‘Broken dreams’: Appin mine contractors hit the street over wage cuts

“A fair day’s work for a fair day’s pay” and “we all refuse to risk our lives underground for a mere $24/hr”.

They were the statements, written on separate placards, which summed up why more than 300 people gathered at Appin Park on Thursday morning. 

The 9am gathering was no morning picnic. Rather an assembly of Appin Colliery contractors, their families, supporters and state politicians in a union-led protest against the ongoing wage gap between permanent and contract workers at the South32 mine. 

The public demonstration was held amid concerns a new two-year, $50 million agreement between South32 and labour hire company Mastermyne – to supply miners at Appin – would hit contract workers hard.

Contractors have already had their wages cut by 40 per cent over the past two years, according to the union.

“This park’s full of broken dreams,” the CFMEU’s district vice-president, Bob Timbs, told the crowd. 

“We know you guys got a job in the industry, not because you woke up one morning and went ‘jeez, I might go and work in one of the most hostile, dangerous industries in the world because it’s going to be great fun’.

“You [have] done that because you wanted to make a good living, to support your family … and to put some money back into the community.

“South32 alone, with the help of Mastermyne and Delta, have broken your dreams.”

The miners were supported at Thursday’s rally by the Illawarra’s three state Labor MPs – Ryan Park (Keira), Paul Scully (Wollongong) and Anna Watson (Shellharbour).

Mr Park, Labor’s Illawarra spokesman told the crowd the region’s residents lived in one of the oldest coal mining districts in the country. 

The MP stressed he wouldn’t stand by and watch men and women “go a thousand metres underground and get paid the same amount that you can working at Bunnings”.

“We benefit from the work that you do each and every day,” he said. 

“Our quality of life is only because you extract that precious black diamond from the ground.”

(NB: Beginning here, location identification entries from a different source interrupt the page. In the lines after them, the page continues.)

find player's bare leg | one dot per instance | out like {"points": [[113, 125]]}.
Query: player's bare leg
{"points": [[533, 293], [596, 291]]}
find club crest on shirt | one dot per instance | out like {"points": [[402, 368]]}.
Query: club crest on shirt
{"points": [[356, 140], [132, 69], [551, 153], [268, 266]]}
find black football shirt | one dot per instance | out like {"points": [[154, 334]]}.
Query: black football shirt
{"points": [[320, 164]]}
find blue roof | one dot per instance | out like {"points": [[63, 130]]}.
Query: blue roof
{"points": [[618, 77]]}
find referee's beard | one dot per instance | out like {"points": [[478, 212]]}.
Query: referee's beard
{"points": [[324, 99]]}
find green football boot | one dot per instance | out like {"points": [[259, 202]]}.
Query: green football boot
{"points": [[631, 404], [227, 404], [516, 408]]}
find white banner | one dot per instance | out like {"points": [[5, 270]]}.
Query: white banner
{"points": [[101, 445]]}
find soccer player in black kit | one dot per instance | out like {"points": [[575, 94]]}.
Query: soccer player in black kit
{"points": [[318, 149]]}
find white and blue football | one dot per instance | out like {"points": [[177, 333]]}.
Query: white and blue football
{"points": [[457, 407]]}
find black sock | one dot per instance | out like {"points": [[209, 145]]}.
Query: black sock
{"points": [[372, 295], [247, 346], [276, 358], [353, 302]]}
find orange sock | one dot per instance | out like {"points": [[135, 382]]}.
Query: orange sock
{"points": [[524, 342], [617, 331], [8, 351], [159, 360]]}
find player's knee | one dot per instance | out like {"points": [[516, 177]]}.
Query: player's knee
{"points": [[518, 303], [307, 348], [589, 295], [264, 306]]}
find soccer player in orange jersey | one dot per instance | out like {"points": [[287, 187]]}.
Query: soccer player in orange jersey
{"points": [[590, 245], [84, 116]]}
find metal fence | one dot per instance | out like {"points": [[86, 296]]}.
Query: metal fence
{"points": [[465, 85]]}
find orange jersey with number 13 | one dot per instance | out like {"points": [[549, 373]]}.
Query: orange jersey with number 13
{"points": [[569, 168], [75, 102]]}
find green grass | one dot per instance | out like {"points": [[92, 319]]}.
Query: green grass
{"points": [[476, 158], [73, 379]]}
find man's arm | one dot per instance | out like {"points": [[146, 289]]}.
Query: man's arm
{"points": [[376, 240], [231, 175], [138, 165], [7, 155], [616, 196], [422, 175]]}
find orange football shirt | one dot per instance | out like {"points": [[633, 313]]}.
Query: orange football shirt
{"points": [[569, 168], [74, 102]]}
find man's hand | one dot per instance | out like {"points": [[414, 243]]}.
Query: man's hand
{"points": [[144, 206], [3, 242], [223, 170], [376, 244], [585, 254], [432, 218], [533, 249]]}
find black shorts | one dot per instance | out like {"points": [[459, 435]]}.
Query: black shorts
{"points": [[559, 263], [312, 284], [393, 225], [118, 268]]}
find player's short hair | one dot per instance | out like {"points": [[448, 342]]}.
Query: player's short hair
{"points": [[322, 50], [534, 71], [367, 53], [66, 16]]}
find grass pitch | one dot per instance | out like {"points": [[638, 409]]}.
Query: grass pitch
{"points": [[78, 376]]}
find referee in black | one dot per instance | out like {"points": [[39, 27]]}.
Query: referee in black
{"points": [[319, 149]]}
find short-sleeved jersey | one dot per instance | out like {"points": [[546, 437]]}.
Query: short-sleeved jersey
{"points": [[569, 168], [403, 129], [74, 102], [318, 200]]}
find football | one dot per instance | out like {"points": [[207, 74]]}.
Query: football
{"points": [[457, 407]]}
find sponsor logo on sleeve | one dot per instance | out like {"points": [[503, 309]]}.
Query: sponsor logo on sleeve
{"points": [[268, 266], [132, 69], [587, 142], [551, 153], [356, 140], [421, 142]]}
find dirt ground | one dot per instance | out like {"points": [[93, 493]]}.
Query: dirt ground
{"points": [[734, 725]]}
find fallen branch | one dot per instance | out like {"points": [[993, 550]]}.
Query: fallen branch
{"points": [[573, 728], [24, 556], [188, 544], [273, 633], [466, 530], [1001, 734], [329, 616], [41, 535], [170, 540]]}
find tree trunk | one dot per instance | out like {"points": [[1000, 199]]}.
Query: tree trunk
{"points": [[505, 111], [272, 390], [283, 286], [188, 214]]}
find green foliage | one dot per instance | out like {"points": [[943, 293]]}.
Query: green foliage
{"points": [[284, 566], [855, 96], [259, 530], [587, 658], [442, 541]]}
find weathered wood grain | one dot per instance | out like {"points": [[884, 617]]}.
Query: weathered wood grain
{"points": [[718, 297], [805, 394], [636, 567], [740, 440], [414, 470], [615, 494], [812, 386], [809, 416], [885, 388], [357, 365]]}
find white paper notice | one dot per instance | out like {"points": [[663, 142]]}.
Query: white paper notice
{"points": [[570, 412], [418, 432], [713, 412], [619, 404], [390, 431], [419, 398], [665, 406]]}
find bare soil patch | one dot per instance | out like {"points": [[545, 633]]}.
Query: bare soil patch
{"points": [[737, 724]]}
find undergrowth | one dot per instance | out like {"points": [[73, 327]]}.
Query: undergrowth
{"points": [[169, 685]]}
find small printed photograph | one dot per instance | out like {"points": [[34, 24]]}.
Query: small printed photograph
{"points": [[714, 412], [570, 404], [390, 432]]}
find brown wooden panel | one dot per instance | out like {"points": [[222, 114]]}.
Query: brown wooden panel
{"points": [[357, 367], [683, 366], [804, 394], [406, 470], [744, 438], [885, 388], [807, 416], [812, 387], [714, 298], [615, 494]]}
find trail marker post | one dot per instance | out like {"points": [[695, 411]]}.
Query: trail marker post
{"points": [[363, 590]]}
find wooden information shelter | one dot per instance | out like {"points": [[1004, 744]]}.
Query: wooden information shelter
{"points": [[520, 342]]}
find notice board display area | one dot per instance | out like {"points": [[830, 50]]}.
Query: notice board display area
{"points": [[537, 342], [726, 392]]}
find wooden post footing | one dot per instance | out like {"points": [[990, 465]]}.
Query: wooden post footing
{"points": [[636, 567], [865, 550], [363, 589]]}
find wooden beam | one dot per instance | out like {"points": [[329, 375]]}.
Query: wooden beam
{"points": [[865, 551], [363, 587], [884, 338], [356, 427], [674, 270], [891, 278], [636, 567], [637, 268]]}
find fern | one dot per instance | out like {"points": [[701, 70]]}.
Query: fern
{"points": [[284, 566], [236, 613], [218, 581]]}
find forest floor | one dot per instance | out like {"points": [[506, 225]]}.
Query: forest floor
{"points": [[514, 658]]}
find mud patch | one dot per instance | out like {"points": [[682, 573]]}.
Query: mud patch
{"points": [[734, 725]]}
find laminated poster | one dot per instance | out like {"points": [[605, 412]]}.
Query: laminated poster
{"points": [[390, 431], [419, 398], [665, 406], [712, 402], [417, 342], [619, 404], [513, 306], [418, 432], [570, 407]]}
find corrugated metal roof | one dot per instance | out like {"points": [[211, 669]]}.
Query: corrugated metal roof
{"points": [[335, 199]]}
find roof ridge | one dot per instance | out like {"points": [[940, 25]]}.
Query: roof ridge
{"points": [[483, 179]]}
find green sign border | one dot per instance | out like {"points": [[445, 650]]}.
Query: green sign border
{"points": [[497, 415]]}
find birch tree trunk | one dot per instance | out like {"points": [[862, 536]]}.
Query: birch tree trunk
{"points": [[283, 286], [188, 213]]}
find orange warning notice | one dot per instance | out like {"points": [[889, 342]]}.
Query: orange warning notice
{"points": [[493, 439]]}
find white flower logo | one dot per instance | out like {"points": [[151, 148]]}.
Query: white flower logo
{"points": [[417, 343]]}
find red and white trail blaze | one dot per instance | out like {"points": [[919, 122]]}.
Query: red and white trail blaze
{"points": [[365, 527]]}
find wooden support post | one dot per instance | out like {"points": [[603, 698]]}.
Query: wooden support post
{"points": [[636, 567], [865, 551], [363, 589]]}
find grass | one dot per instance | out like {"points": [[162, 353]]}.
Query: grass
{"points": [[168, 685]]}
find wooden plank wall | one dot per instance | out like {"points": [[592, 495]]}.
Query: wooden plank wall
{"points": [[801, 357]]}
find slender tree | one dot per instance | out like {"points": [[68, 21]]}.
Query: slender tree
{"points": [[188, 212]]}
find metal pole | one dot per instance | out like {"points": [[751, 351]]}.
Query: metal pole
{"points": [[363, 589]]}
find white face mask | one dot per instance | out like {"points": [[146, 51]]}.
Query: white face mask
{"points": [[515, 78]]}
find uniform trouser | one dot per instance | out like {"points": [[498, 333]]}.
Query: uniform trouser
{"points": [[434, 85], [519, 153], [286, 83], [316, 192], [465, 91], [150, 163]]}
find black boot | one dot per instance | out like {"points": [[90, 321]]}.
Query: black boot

Young and old, protesters took to the footpaths around the park precinct after a planned march down the main street was thwarted by police. 

A spokesman for South32 said the company engages contract labour at the Appin mine in order to “flexibly manage operational requirements as well as tasks which exceed the day-to-day needs of our core business activities, such as periods of intense project work and recovery work”.

South32 employs more than 1800 people, both employees and contractors, in the Illawarra.

“Commodities markets are cyclical and volatile. South32 is focussed on building a long-term sustainable business that endures market upswings and downswings,” the spokesman said.

“To remain a commercially viable business in the long-term, providing ongoing employment for both employees and contractors, South32 seek to enter into sustainable and responsible contracts.

“Our standard supply contracts require our suppliers to comply with all applicable legislation, including that related to labour.”

The Mercury has contacted Mastermyne for comment.

‘They breathe the same air, do the same work’

Former miner Paul Rossandich, who worked at the West Cliff Colliery for 34 years, has “seen all this before”.

“No one should work underground [with] a contractor on one wage and a permanent person on another wage – they breathe the same air and they do the same work,” Mr Rossandich, from Bombo, told the Mercury

The 68-year-old, who retired about eight years ago, was one of more than 300 people who rallied over wage inequality between permanent and contract workers in Appin on Thursday. 

Mr Rossandich was “fortunate enough to be a permanent employee” during his time underground and said the conditions and wages for current contractors were “just unacceptable”.

Retired miner Paul Rossandich, from Bombo, at Thursday's rally in Appin. Picture: Robert Peet

Retired miner Paul Rossandich, from Bombo, at Thursday's rally in Appin. Picture: Robert Peet

“I wouldn’t work down there,” he said.

“I know technology’s improved and everything but still it’s a hazardous and dangerous environment.” 

Having worked in many facets of mining, from pillar extraction to longwall, Mr Rossandich has “seen the good, the bad and the ugly”.   

“Now I’m seeing the ugly, the ugly, the ugly,” he said.